Jego autor jest bliżej nieznany. Z notatki Focjusza, patriarchy Konstantynopola, wynika, że był adwokatem skarbowym, należał więc do urzędniczej inteligencji, która odgrywała ważną rolę w życiu kulturalnym i politycznym cesarstwa wschodniorzymskiego. Po opuszczeniu służby otrzymał honorowy tytuł komesa. Żył prawdopodobnie w Konstantynopolu w latach 425-518.

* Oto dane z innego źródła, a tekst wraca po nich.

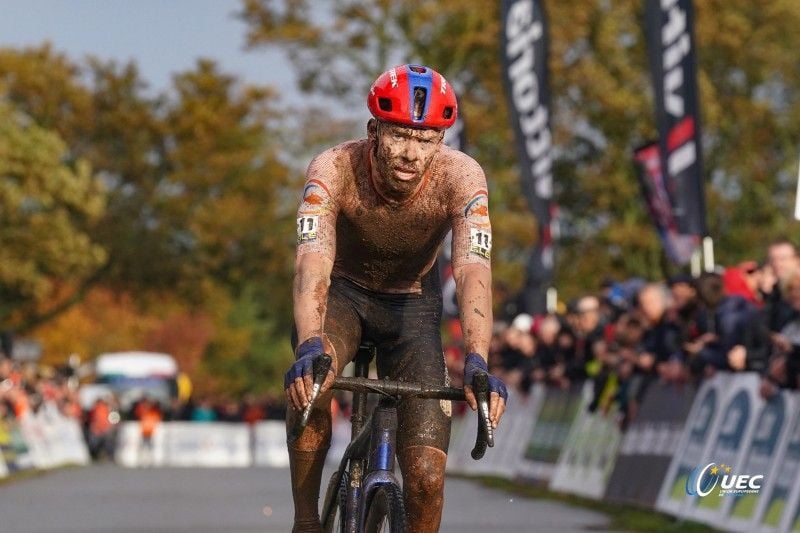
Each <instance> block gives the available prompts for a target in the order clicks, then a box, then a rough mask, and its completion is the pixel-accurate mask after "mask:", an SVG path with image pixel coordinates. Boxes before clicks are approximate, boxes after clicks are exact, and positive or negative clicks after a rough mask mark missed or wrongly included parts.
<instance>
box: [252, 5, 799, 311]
mask: <svg viewBox="0 0 800 533" xmlns="http://www.w3.org/2000/svg"><path fill="white" fill-rule="evenodd" d="M695 4H696V9H697V24H696V26H697V30H696V33H697V35H696V40H697V46H698V51H699V63H700V64H699V82H700V83H699V85H700V99H701V113H702V123H703V131H704V140H705V154H704V155H705V179H706V183H707V196H708V212H709V214H708V221H709V227H710V231H711V234H712V236H713V237H715V239H716V241H717V243H718V244H717V250H718V252H717V257H718V259H719V260H720V261H721V262H723V263H725V262H732V261H737V260H739V259H741V258H744V257H760V256H761V255H762V254H763V243H764V242H766V241H767V240H769V238H770V236H775V235H776V234H778V233H787V234H788V233H789V232H790V231H791V230H792V229H796V228H795V227H794V224H793V223H791V222H790V221H789V206H788V203H789V202H788V199H789V198H790V197H791V194H790V189H791V187H792V178H791V176H792V173H790V172H789V171H790V169H792V168H793V167H794V165H795V164H796V150H797V146H798V144H799V143H798V141H800V139H798V133H797V132H798V131H800V128H798V125H800V124H799V123H798V121H799V120H800V116H799V115H800V111H799V110H798V109H799V107H800V106H798V88H799V87H800V80H798V76H799V75H800V70H798V69H797V68H796V65H795V58H794V55H795V54H794V50H796V48H797V45H798V40H800V37H798V34H797V32H795V31H792V28H794V27H796V25H797V23H798V21H800V6H798V5H797V4H796V3H793V2H771V3H769V4H768V5H762V4H759V3H752V2H747V1H746V0H734V1H730V2H728V1H726V2H723V1H721V0H714V1H709V2H696V3H695ZM544 5H545V9H546V12H547V14H548V21H549V35H550V42H551V56H550V64H549V67H550V71H551V76H550V79H551V84H552V87H551V91H552V94H553V99H552V100H553V101H552V117H553V121H554V122H553V125H554V135H555V167H554V171H555V184H556V190H555V196H556V200H557V202H558V203H559V204H560V206H561V215H562V239H561V249H560V253H559V257H558V264H559V268H558V279H557V285H558V286H559V288H560V289H561V291H563V293H566V294H567V295H568V296H569V295H574V294H577V293H580V292H583V291H587V290H594V289H596V288H597V286H598V283H599V281H600V279H601V278H602V277H603V276H608V275H611V276H616V277H627V276H631V275H642V276H646V277H649V278H654V279H657V278H660V277H663V276H664V275H665V274H667V273H669V271H670V269H671V268H672V267H670V266H669V265H667V264H666V261H665V257H664V254H663V252H662V250H661V246H660V244H659V242H658V240H657V238H656V236H655V233H654V231H653V230H652V228H651V225H650V223H649V221H648V220H647V217H646V213H645V211H644V209H643V208H642V205H641V200H640V199H639V193H638V188H637V184H636V180H635V176H634V169H633V166H632V163H631V157H632V150H633V148H634V147H636V146H637V145H639V144H641V143H642V142H644V141H646V140H649V139H652V138H654V137H655V135H656V130H655V124H654V122H655V121H654V110H653V105H652V96H651V87H652V81H651V79H650V75H649V72H648V68H647V61H646V50H645V40H644V34H643V26H644V24H643V3H642V2H640V1H634V0H621V1H618V2H583V1H578V0H566V1H562V0H560V1H558V2H556V1H545V2H544ZM311 6H312V3H311V2H308V1H304V0H283V1H279V2H272V1H264V0H243V2H242V18H243V19H244V20H245V21H246V22H247V23H248V25H249V29H250V31H249V34H248V39H249V42H250V44H251V46H263V45H273V46H279V47H282V48H283V49H285V50H287V51H288V53H289V56H290V58H291V59H292V60H293V61H294V65H295V67H296V69H297V72H298V74H299V80H300V88H301V89H303V90H305V91H311V92H317V93H319V94H325V95H337V96H339V97H340V98H342V100H343V101H344V102H348V105H353V104H354V103H357V104H358V105H363V104H362V103H361V101H360V100H359V97H360V96H363V94H365V91H366V89H367V87H368V84H369V83H370V82H371V80H372V79H374V77H375V76H376V75H377V74H378V73H380V72H381V71H383V70H385V69H386V68H387V67H388V66H391V65H392V64H397V63H401V62H406V61H419V62H422V63H426V64H430V65H431V66H434V67H435V68H436V69H437V70H439V71H441V72H443V73H444V74H445V75H446V76H447V77H448V79H450V80H451V81H452V82H453V84H454V85H455V86H456V87H457V89H458V93H459V110H460V113H461V114H462V115H463V116H464V117H465V122H466V127H467V141H468V145H469V147H470V148H469V149H470V151H471V153H472V155H473V156H475V157H476V159H477V160H478V161H479V162H480V163H481V164H482V165H483V166H484V169H485V170H486V171H487V176H488V178H489V181H490V185H489V186H490V192H491V197H492V211H493V221H494V225H495V234H496V239H495V250H496V253H495V262H494V264H495V272H496V273H495V277H496V279H499V280H501V281H506V282H508V283H509V284H511V285H512V286H516V287H519V285H520V284H521V281H522V279H521V278H522V275H523V272H522V264H523V263H524V259H525V255H526V253H527V248H528V247H529V246H530V244H531V243H532V242H533V240H534V235H535V234H536V231H535V221H534V220H532V218H531V216H530V214H529V213H528V210H527V206H526V205H525V202H524V200H523V198H522V194H521V190H520V187H519V184H518V172H517V170H516V168H515V167H516V154H515V153H514V146H515V145H514V142H513V138H512V132H511V128H510V127H509V121H508V115H507V113H508V110H507V106H506V97H505V92H504V88H503V86H502V73H501V70H500V68H501V63H500V51H499V49H498V46H499V31H500V28H499V22H500V21H499V15H500V14H499V9H500V6H499V3H485V2H479V1H478V0H441V1H433V0H423V1H419V2H402V1H399V0H380V1H379V0H369V1H368V0H360V1H356V0H348V1H345V0H331V1H328V2H314V3H313V8H314V11H313V12H312V7H311Z"/></svg>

Zosimos w VI księgach opisuje dzieje cesarstwa rzymskiego od połowy III wieku po walki z Wizygotami. Jak twierdzą znawcy tego okresu, wzorował się na „Historiach” Eunapiusza i Olimpiodora. I księga – najmniej ciekawa- przytłacza liczbą wymienionych nazwisk cesarzy i osób z nimi związanych, miejscowości, bitew. Pobieżna w relacji dotyczącej ich panowania, może zniechęcić czytelnika, oczekującego rzetelnej wiedzy na temat tamtych czasów. Znacznie lepiej czyta się księgę II , poświęconą życiu i działalności cesarza Konstantyna, który, według autora, przyjmując chrześcijaństwo, osłabił imperium rzymskie. Jako autor pogański Zosimos nie szczędzi mu krytyki, a nawet oszczerstw. Relacja ta, wyraźnie zabarwiona subiektywizmem, podobnie jak następne księgi, napisana została jasnym językiem, urozmaiconym charakterystykami władców i wodzów, opowiadaniami z ich życia, a nawet opisami cudownych wydarzeń czy znaków. Księga III przedstawia panowanie Juliana Apostaty. Co prawda przypomina ona bardziej biografię niż rzetelne dzieło historyczne poświęcone jego działalności, ale, jeżeli nawet autor świadomie przemilczał błędy ulubionego wodza, który wrócił do pogańskich korzeni, to i tak czyta się ją z przyjemnością. Miłośnikom historii starożytnego Rzymu spodobają się na pewno księgi IV, V i VI., opisujące panowanie cesarzy od Walentyniana I po Honoriusza, wojny z ludami barbarzyńskimi, próby zdobycia Rzymu przez Alaryka, któremu udało się tego dokonać 24 sierpnia 410r., o czym Zosimos już nie pisze.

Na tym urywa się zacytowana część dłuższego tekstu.